I temi sono stati al centro del Tavolo Clinico-Istituzionale Oncologia e Oftalmologia in Piemonte: Diagnosi Precoce, Innovazione Terapeutica e Sostenibilità, svoltosi nei giorni scorsi a Torino. L’incontro ha visto la partecipazione di rappresentanti istituzionali, professionisti sanitari, Associazioni di pazienti e principali stakeholder del settore, con l’obiettivo di migliorare gli outcome di cura e promuovere un modello integrato per l’accesso e la presa in carico del paziente in Piemonte. L’incontro, moderato dal dott. Eugenio Di Brino, di ALTEMS, ha rappresentato un momento di confronto con un focus sull’importanza di:
- “Implementare programmi di screening e diagnosi precoce, anche attraverso l’uso della telemedicina e tecnologie avanzate;
- Promuovere un approccio sistemico alla valutazione delle terapie innovative per superare la frammentazione della spesa e integrando criteri clinici, economici e organizzativi;
- Rafforzare l’appropriatezza prescrittiva tramite linee guida condivise, formazione continua e strumenti di supporto decisionale, salvaguardando l’autonomia del clinico in un quadro di responsabilità condivise.”

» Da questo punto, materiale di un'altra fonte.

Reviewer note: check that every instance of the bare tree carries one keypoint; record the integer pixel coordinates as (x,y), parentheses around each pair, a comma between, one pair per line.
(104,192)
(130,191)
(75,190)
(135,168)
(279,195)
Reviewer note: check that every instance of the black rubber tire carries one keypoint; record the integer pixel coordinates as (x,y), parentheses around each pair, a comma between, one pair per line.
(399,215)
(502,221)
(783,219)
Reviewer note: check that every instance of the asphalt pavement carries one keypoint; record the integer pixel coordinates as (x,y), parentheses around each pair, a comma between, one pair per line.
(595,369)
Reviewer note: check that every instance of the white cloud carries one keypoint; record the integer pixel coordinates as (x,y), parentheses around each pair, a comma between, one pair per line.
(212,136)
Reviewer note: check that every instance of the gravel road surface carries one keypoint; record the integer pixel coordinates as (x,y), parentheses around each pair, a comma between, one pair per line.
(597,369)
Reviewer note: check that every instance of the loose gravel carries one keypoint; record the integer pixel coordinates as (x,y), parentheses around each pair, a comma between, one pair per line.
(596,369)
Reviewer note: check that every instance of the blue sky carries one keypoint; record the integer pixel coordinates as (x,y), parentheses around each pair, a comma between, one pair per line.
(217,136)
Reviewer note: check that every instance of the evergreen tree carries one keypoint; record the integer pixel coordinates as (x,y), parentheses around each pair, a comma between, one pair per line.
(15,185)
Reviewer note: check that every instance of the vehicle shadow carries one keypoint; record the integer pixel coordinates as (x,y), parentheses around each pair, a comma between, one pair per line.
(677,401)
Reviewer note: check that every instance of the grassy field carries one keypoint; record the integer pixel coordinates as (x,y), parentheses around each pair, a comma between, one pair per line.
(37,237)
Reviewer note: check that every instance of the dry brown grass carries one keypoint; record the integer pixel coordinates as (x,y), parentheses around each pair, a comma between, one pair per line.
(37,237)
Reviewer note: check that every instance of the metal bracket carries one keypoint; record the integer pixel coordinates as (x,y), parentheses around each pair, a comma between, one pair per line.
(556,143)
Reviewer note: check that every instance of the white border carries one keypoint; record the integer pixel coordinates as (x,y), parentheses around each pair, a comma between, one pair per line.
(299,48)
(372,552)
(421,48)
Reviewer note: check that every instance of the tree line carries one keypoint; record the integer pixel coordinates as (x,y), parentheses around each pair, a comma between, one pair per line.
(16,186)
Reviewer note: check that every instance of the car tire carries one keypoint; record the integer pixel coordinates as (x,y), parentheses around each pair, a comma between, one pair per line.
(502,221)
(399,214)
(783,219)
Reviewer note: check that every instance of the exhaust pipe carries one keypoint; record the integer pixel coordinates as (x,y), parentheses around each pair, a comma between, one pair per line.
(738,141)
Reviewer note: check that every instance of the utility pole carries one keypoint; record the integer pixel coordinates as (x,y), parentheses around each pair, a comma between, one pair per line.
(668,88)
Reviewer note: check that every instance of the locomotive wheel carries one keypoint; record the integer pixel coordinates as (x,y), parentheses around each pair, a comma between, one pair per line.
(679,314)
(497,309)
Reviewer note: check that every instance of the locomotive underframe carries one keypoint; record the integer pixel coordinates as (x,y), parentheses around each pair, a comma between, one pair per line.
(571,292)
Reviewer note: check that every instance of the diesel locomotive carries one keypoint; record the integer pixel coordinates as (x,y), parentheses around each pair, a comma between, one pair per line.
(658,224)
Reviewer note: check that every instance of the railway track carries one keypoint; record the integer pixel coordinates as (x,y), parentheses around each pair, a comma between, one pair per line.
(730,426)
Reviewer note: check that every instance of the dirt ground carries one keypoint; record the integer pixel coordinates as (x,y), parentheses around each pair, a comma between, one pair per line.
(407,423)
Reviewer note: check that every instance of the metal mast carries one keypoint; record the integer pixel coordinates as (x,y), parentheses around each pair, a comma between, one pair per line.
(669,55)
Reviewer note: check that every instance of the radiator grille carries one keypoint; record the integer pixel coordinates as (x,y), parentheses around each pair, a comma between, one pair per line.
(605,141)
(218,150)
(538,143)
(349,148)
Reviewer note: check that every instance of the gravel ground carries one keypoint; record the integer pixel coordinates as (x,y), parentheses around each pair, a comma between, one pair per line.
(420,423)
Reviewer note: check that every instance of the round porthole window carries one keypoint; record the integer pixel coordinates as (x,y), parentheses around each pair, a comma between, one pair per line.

Cuore del dibattito, la necessità di sviluppare Percorsi Diagnostici e Terapeutici che pongano il paziente al centro dell’assistenza e si basino su risultati misurabili in termini di salute e qualità di vita. Grande attenzione è stata dedicata all’importanza di ampliare l’accesso a programmi di screening capillari e tecnologicamente avanzati, indispensabili per garantire una diagnosi precoce e accurata sia in ambito oncologico sia oftalmologico. In parallelo, è emersa l’urgenza di investire nella formazione continua degli operatori sanitari, per promuovere l’appropriatezza prescrittiva e l’uso consapevole delle risorse disponibili. Altro elemento ritenuto cruciale, il rafforzamento della collaborazione multidisciplinare tra Specialisti, per costruire percorsi integrati e personalizzati capaci di rispondere in modo efficace alla complessità clinica dei pazienti.